Abstract

The objective of the present paper is to describe the clinical presentation, diagnostic process, surgical treatment, and outcome of 2 patients with first branchial cleft anomaly. The first case was an 8-year-old girl presented with an elastic lesion located in the left infra-auricular area, in close relation with the lobule, duplicating the external auditory canal. The magnetic resonance imaging revealed a lesion, appearing as a rather well-circumscribed mass within the left parotid gland and duplicating the ear canal. A superficial parotidectomy was subsequently performed, with total excision of the cyst. The second patient was a 15-year-old girl presented with a congenital fistula of the right lateral neck. At superficial parotidectomy, a total excision of the fistula was performed. During the operation the tract was recorded to lay between the branches of the facial nerve, extending with a blind ending canal parallel to the external acoustic meatus. Conclusively, first branchial cleft anomalies are rare malformations with cervical, parotid, or auricular clinical manifestations. Diagnosis of first branchial cleft lesions is achieved mainly through careful physical examination. Complete surgical excision with wide exposure of the lesion is essential in order to achieve permanent cure and avoid recurrence.

1. Introduction

First branchial cleft anomalies are relatively uncommon congenital malformations of the head and neck, accounting for less than 10% of all branchial anomalies, and can be roughly classified as cysts, sinuses, and fistulae [1].

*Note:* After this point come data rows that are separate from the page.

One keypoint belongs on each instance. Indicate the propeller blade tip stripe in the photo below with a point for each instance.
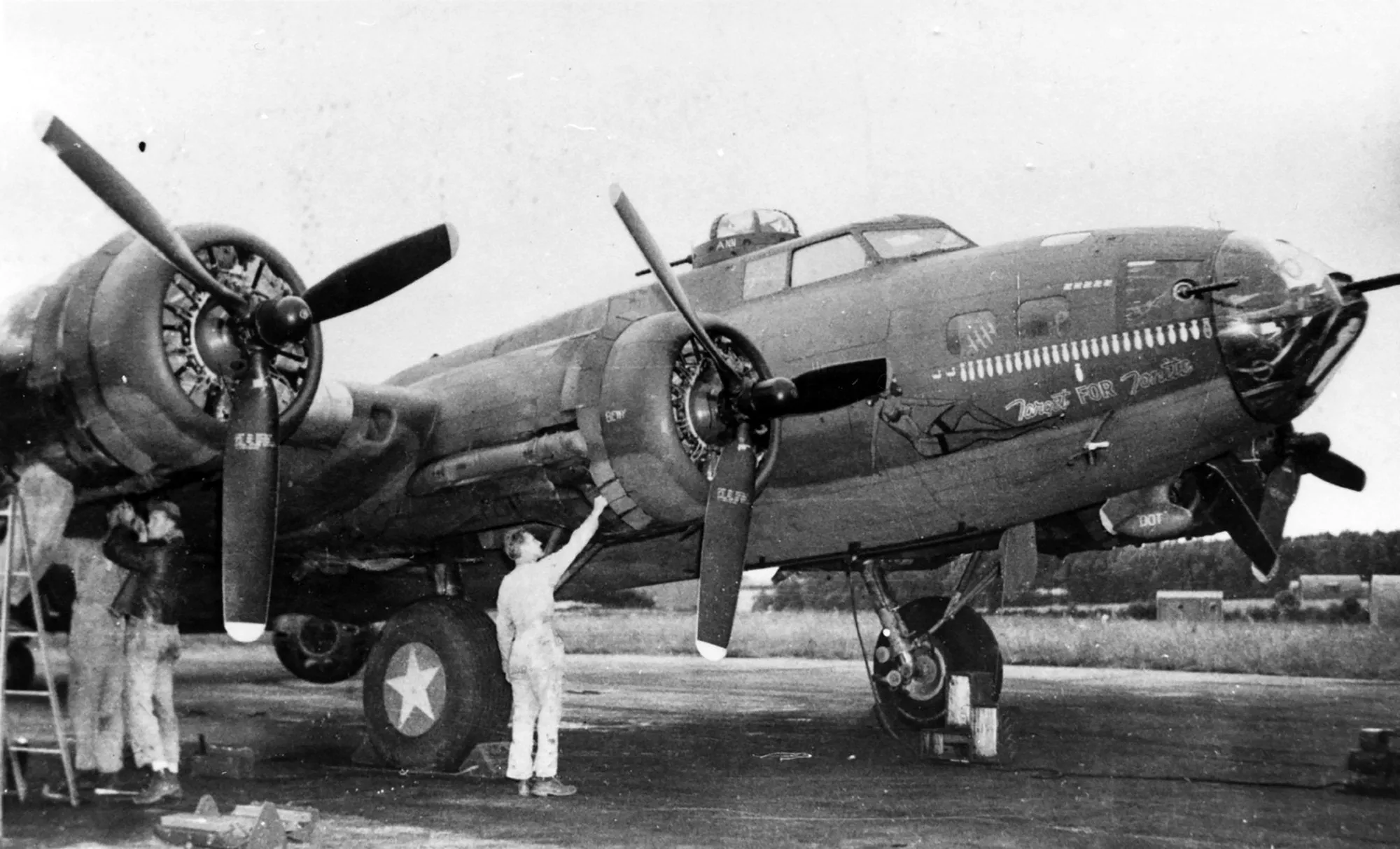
(246, 632)
(43, 124)
(710, 652)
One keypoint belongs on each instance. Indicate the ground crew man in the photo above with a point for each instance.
(534, 656)
(97, 657)
(150, 598)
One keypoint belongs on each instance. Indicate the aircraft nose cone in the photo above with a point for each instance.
(1283, 327)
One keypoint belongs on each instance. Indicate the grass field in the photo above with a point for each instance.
(1264, 647)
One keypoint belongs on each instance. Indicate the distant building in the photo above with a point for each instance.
(1191, 605)
(1385, 600)
(1332, 587)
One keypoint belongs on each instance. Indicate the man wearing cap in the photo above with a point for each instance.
(150, 600)
(534, 656)
(97, 656)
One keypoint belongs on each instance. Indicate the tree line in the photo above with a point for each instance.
(1130, 573)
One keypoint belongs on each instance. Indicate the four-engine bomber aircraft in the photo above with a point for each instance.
(886, 394)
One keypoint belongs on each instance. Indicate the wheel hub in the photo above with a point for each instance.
(415, 689)
(930, 673)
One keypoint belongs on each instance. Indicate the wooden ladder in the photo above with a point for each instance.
(18, 565)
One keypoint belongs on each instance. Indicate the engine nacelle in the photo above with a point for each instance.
(124, 363)
(1147, 513)
(657, 423)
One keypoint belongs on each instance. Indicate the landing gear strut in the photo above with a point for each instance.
(929, 639)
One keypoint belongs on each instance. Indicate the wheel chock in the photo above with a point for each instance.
(486, 759)
(223, 761)
(972, 727)
(247, 827)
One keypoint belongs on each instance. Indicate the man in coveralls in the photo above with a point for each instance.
(97, 656)
(534, 656)
(149, 600)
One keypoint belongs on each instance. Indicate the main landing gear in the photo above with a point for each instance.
(435, 685)
(927, 640)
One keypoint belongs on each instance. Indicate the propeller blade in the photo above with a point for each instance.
(668, 281)
(379, 275)
(1231, 512)
(1373, 285)
(1280, 491)
(834, 387)
(724, 545)
(130, 205)
(250, 500)
(1335, 470)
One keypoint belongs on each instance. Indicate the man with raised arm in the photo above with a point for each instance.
(150, 600)
(534, 656)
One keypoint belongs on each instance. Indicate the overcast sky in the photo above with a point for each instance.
(334, 128)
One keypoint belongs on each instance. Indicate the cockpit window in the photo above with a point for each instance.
(765, 276)
(754, 220)
(915, 241)
(828, 260)
(1044, 317)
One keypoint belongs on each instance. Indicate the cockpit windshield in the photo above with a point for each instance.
(913, 241)
(754, 220)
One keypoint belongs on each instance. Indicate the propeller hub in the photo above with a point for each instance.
(769, 398)
(282, 321)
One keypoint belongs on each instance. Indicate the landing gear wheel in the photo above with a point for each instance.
(19, 666)
(965, 643)
(321, 650)
(435, 687)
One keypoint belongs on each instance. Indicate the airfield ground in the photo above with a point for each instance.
(673, 751)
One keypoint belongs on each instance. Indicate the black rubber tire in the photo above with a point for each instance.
(968, 645)
(19, 666)
(324, 652)
(477, 698)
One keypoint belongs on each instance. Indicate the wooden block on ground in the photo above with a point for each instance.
(488, 759)
(225, 761)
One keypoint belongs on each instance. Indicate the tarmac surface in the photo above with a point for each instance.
(676, 751)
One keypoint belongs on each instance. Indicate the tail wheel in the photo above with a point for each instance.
(321, 650)
(965, 643)
(435, 685)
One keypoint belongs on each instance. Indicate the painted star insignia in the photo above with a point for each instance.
(414, 688)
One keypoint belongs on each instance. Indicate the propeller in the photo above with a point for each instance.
(1314, 454)
(746, 401)
(1373, 285)
(724, 544)
(261, 327)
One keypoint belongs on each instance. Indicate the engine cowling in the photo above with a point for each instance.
(654, 428)
(127, 367)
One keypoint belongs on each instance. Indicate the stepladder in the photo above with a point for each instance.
(18, 577)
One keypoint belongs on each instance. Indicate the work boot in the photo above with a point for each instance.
(88, 779)
(552, 786)
(164, 785)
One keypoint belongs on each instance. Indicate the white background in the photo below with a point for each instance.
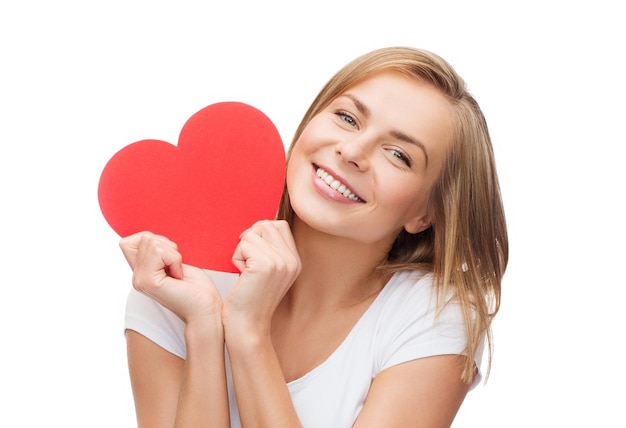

Clinically they may appear as chronic purulent ear drainage, periauricular swelling in the parotid area, or persistent fistula of the neck and may be present in both adults and children. First branchial cleft cysts of the parotid area can be a significant problem of differential diagnosis. Misdiagnosis has often led to inadequate management of the lesions and to a high percentage of recurrence. Clinical presentation, imaging characteristics, and knowledge of the anatomy and embryology of the area are important in limiting differential diagnosis.

The purpose of our paper is to report two cases of first branchial cleft anomalies, diagnosed and treated successfully in our clinic. Additionally, a literature review of the characteristics, the diagnostic evaluation, and treatment options of first branchial cleft anomalies is presented.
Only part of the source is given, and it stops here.